Et je n’ai pas encore ajouté l’enjeu environnemental : quelles innovations possibles, souhaitables, dans un monde contraint par les enjeux climatiques et énergétiques ? Lesquelles, même utiles à court terme, seraient dangereuses à moyen terme pour l’environnement, donc plus tard pour l’économie ? Par exemple, on sait que l’une des causes majeures du boom de la Chine et du décollage américain récents, c’est l’énergie pas chère, notamment l’électricité pas chère. Au prix d’un désastre environnemental puisque ces deux pays représentent presque la moitié (vous avez bien lu, 45% exactement) des émissions de CO2 mondiales.
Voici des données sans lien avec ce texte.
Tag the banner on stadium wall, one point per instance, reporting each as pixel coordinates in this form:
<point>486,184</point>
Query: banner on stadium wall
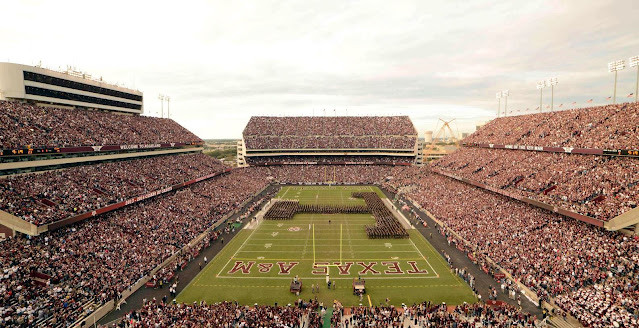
<point>567,150</point>
<point>332,163</point>
<point>90,149</point>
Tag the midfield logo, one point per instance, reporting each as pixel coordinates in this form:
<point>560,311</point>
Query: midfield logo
<point>320,269</point>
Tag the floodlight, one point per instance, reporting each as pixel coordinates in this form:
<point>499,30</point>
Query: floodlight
<point>616,66</point>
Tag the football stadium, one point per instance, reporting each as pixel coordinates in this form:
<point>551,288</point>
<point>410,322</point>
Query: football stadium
<point>113,215</point>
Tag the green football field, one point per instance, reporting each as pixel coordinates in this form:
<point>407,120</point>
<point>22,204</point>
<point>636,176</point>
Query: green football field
<point>258,265</point>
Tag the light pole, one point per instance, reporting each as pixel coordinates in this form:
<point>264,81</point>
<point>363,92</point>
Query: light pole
<point>505,95</point>
<point>615,66</point>
<point>540,86</point>
<point>634,62</point>
<point>161,97</point>
<point>552,82</point>
<point>168,109</point>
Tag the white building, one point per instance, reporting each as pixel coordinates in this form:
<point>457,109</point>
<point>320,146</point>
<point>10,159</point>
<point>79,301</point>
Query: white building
<point>70,88</point>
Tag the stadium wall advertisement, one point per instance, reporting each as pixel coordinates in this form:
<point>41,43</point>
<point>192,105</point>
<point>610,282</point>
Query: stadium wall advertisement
<point>90,149</point>
<point>83,216</point>
<point>568,150</point>
<point>527,200</point>
<point>332,163</point>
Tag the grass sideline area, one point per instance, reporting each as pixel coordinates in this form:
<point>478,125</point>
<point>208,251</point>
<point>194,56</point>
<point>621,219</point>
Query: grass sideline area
<point>258,265</point>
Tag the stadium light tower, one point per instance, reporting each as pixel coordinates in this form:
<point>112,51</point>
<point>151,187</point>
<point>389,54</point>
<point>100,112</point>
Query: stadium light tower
<point>505,95</point>
<point>161,97</point>
<point>541,85</point>
<point>552,82</point>
<point>615,66</point>
<point>498,96</point>
<point>634,62</point>
<point>168,109</point>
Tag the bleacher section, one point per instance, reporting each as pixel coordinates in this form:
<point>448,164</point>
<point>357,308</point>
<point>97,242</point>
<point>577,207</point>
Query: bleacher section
<point>342,139</point>
<point>55,195</point>
<point>33,130</point>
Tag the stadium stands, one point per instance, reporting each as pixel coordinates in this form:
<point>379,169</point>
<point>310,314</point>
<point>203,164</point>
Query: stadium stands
<point>612,303</point>
<point>334,127</point>
<point>225,314</point>
<point>602,127</point>
<point>84,265</point>
<point>392,132</point>
<point>359,160</point>
<point>548,253</point>
<point>602,187</point>
<point>54,195</point>
<point>27,126</point>
<point>341,174</point>
<point>434,315</point>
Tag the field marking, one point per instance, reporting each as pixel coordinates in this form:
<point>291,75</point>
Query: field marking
<point>425,259</point>
<point>231,258</point>
<point>336,278</point>
<point>303,259</point>
<point>286,192</point>
<point>330,252</point>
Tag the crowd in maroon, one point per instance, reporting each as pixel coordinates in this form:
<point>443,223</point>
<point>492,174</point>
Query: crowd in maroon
<point>602,187</point>
<point>434,315</point>
<point>225,314</point>
<point>94,261</point>
<point>28,126</point>
<point>341,132</point>
<point>54,195</point>
<point>550,254</point>
<point>601,127</point>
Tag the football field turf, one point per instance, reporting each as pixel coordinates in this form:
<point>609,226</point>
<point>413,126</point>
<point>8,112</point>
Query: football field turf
<point>258,265</point>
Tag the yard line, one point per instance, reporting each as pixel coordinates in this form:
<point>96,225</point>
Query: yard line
<point>241,246</point>
<point>420,253</point>
<point>332,278</point>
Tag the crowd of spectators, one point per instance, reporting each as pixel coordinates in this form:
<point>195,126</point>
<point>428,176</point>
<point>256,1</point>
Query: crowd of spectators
<point>435,315</point>
<point>601,127</point>
<point>337,174</point>
<point>42,198</point>
<point>359,160</point>
<point>29,126</point>
<point>548,253</point>
<point>330,142</point>
<point>95,260</point>
<point>343,132</point>
<point>598,186</point>
<point>614,302</point>
<point>224,314</point>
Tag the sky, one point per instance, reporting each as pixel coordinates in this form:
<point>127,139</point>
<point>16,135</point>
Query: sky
<point>222,62</point>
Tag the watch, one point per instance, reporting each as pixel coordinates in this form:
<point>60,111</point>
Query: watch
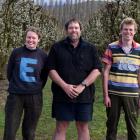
<point>84,83</point>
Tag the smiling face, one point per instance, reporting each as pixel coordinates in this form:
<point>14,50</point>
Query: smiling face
<point>128,32</point>
<point>73,31</point>
<point>31,40</point>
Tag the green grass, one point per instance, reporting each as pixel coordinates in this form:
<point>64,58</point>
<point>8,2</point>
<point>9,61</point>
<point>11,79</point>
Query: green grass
<point>97,126</point>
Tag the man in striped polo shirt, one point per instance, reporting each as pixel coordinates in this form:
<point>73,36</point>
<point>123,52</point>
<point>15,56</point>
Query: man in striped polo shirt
<point>120,80</point>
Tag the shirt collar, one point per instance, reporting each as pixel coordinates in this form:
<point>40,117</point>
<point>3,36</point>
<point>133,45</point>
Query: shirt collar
<point>134,44</point>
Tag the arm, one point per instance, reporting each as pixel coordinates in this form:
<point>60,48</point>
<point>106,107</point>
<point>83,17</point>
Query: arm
<point>106,97</point>
<point>68,88</point>
<point>139,85</point>
<point>10,66</point>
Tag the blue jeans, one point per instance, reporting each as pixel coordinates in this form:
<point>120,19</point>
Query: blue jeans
<point>31,105</point>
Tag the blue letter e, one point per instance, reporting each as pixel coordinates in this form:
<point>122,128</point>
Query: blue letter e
<point>24,69</point>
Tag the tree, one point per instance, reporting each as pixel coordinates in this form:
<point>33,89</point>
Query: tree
<point>16,16</point>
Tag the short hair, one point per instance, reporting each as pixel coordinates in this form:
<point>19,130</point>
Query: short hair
<point>129,21</point>
<point>34,29</point>
<point>73,20</point>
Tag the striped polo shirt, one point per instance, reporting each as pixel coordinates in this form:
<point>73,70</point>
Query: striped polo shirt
<point>123,76</point>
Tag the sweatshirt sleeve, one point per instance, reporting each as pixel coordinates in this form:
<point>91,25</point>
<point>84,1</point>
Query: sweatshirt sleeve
<point>10,65</point>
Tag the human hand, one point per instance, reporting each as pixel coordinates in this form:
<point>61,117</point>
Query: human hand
<point>107,101</point>
<point>70,90</point>
<point>79,89</point>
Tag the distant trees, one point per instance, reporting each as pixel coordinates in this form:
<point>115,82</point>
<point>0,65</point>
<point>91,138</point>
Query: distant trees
<point>103,27</point>
<point>15,16</point>
<point>101,20</point>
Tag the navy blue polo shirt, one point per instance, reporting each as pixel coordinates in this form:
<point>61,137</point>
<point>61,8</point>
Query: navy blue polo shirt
<point>73,66</point>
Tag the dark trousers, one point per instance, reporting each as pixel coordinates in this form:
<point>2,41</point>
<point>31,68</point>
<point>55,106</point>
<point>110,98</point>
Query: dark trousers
<point>16,105</point>
<point>130,107</point>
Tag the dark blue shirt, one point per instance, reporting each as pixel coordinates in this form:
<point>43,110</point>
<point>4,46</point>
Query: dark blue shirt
<point>73,66</point>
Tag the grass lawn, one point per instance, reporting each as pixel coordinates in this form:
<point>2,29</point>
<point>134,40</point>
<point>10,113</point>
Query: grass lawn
<point>47,124</point>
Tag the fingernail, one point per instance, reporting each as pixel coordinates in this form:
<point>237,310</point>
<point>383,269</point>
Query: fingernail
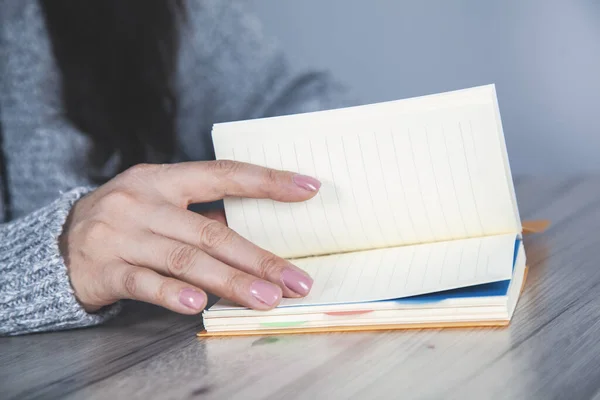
<point>266,293</point>
<point>296,281</point>
<point>306,182</point>
<point>192,299</point>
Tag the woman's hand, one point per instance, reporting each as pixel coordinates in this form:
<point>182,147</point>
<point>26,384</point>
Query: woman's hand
<point>133,238</point>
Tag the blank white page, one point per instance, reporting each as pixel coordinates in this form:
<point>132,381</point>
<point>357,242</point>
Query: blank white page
<point>397,272</point>
<point>420,170</point>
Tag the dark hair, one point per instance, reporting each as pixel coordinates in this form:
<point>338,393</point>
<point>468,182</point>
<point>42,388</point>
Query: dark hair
<point>117,60</point>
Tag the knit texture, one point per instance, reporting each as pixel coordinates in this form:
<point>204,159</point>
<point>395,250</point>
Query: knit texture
<point>227,70</point>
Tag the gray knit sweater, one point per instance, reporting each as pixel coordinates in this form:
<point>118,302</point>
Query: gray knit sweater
<point>227,71</point>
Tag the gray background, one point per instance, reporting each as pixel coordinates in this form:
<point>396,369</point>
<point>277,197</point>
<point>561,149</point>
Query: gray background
<point>543,56</point>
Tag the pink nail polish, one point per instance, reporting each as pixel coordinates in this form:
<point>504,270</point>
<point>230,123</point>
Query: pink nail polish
<point>266,293</point>
<point>306,182</point>
<point>192,299</point>
<point>296,281</point>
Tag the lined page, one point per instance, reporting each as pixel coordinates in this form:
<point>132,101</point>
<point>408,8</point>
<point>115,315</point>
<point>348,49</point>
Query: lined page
<point>398,272</point>
<point>413,171</point>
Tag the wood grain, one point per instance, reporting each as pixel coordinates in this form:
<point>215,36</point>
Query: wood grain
<point>550,350</point>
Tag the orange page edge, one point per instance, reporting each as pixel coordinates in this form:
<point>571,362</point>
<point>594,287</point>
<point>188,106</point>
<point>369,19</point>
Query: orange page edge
<point>529,227</point>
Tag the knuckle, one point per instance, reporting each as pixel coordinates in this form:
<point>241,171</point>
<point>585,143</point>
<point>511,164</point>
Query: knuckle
<point>180,260</point>
<point>213,234</point>
<point>268,265</point>
<point>130,281</point>
<point>271,176</point>
<point>161,293</point>
<point>118,200</point>
<point>97,231</point>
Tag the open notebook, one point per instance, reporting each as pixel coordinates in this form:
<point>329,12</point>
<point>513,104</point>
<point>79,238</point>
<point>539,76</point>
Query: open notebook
<point>416,222</point>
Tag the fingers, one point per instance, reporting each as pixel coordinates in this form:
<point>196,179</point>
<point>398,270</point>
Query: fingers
<point>198,182</point>
<point>136,283</point>
<point>190,264</point>
<point>227,246</point>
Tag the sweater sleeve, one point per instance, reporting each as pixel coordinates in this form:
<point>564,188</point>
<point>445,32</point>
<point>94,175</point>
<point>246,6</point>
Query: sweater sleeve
<point>229,70</point>
<point>35,290</point>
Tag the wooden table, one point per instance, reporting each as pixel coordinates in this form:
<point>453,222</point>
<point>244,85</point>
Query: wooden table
<point>551,349</point>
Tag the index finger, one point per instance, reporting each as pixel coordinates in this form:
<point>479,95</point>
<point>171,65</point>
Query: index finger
<point>205,181</point>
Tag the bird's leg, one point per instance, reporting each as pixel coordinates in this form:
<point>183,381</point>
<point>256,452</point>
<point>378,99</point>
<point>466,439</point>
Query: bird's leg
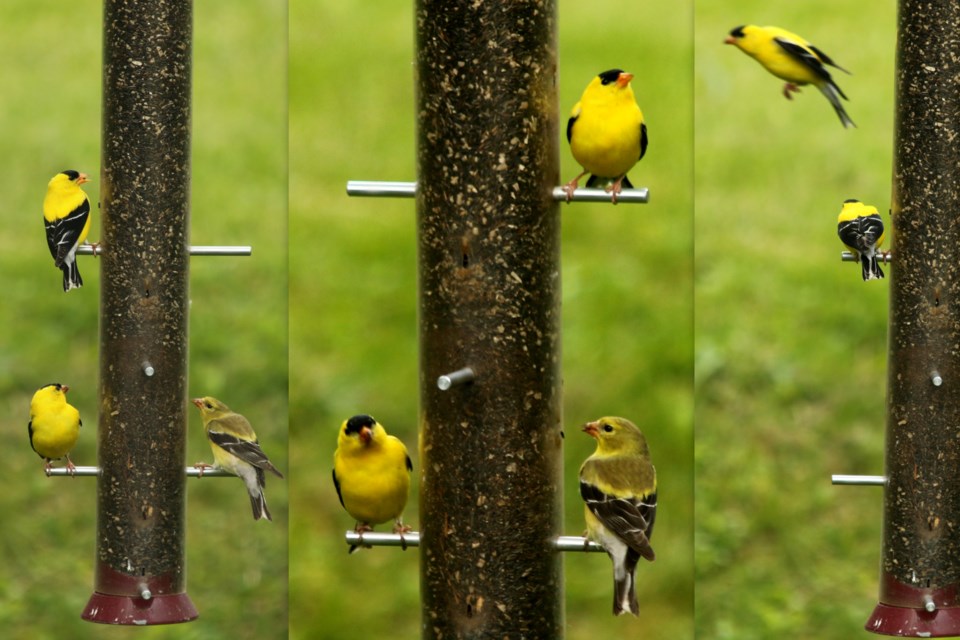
<point>360,529</point>
<point>571,186</point>
<point>616,188</point>
<point>401,529</point>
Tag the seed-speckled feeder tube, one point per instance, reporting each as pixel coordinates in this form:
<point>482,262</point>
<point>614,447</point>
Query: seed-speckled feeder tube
<point>140,576</point>
<point>489,294</point>
<point>920,559</point>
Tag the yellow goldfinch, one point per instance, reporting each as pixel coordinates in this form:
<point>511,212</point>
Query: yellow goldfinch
<point>619,486</point>
<point>606,133</point>
<point>54,425</point>
<point>66,217</point>
<point>371,471</point>
<point>791,58</point>
<point>860,228</point>
<point>235,449</point>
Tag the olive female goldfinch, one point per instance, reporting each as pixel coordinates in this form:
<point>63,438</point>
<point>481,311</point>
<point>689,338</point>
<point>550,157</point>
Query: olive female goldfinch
<point>371,472</point>
<point>54,425</point>
<point>66,217</point>
<point>606,133</point>
<point>618,484</point>
<point>791,58</point>
<point>235,449</point>
<point>860,228</point>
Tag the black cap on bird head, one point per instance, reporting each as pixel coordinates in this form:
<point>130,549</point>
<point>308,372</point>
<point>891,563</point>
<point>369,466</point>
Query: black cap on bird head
<point>360,425</point>
<point>608,77</point>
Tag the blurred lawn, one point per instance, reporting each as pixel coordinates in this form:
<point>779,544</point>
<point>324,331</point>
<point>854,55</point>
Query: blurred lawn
<point>627,304</point>
<point>50,115</point>
<point>790,343</point>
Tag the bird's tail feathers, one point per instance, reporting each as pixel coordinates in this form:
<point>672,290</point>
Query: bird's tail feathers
<point>71,276</point>
<point>833,93</point>
<point>259,504</point>
<point>870,267</point>
<point>624,588</point>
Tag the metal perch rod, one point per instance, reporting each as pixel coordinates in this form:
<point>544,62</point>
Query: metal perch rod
<point>192,472</point>
<point>200,250</point>
<point>412,539</point>
<point>882,256</point>
<point>874,481</point>
<point>387,189</point>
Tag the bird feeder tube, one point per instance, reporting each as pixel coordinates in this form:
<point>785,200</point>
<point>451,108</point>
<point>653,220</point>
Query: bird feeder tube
<point>489,295</point>
<point>374,189</point>
<point>140,573</point>
<point>920,557</point>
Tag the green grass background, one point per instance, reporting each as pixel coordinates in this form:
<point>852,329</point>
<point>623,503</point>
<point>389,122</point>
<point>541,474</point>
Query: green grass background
<point>50,117</point>
<point>627,304</point>
<point>790,343</point>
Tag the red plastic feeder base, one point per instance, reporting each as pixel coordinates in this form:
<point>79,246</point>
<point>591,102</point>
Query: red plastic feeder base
<point>129,610</point>
<point>914,623</point>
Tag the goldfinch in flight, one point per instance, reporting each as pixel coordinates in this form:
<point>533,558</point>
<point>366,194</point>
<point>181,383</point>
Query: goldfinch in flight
<point>791,58</point>
<point>606,133</point>
<point>235,449</point>
<point>54,425</point>
<point>371,472</point>
<point>618,483</point>
<point>860,228</point>
<point>66,217</point>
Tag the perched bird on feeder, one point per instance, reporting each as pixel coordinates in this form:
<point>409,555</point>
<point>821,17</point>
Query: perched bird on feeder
<point>618,483</point>
<point>860,228</point>
<point>371,472</point>
<point>235,449</point>
<point>606,133</point>
<point>54,425</point>
<point>791,58</point>
<point>66,217</point>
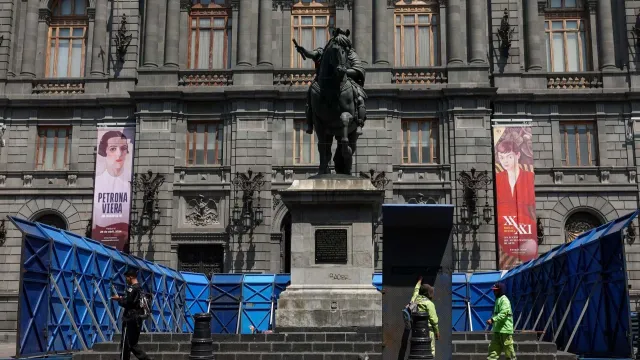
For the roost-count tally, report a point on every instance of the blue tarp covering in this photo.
(577, 294)
(584, 283)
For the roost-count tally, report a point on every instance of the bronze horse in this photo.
(334, 110)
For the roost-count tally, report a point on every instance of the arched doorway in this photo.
(578, 223)
(52, 219)
(285, 247)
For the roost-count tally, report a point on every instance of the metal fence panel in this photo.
(33, 302)
(257, 302)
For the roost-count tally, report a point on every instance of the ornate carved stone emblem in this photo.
(203, 212)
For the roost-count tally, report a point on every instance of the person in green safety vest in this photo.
(423, 298)
(502, 321)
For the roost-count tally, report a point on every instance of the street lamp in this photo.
(472, 182)
(246, 217)
(149, 185)
(3, 232)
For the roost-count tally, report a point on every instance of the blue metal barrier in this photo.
(460, 302)
(257, 302)
(197, 293)
(226, 292)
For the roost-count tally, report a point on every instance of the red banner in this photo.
(515, 195)
(112, 189)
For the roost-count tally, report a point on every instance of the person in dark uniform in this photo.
(131, 322)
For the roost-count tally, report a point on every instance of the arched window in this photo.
(52, 220)
(416, 33)
(566, 35)
(210, 34)
(311, 24)
(578, 223)
(66, 45)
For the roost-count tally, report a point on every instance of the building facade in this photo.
(216, 87)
Pour rester dans la course, faut-il les suivre dans cette voie ? Et sinon, comment ne pas s’appauvrir sans faire la même chose ? ou bien faut-il accepter de se contenter du premier objectif (mieux répartir les richesses) et abandonner le second, au risque de s’appauvrir rapidement : même si l’on se fixait comme objectif le simple maintient du PIB réel, le revenu par habitant diminuerait dans la mesure où la population augmente à moyen terme.

Je ne prétends pas répondre à toutes ces questions. Je dis juste que c’est l’enjeu majeur des prochaines décennies. Des sujets pourtant peu traités, voire maltraités, par la plupart des gouvernements qui se succèdent.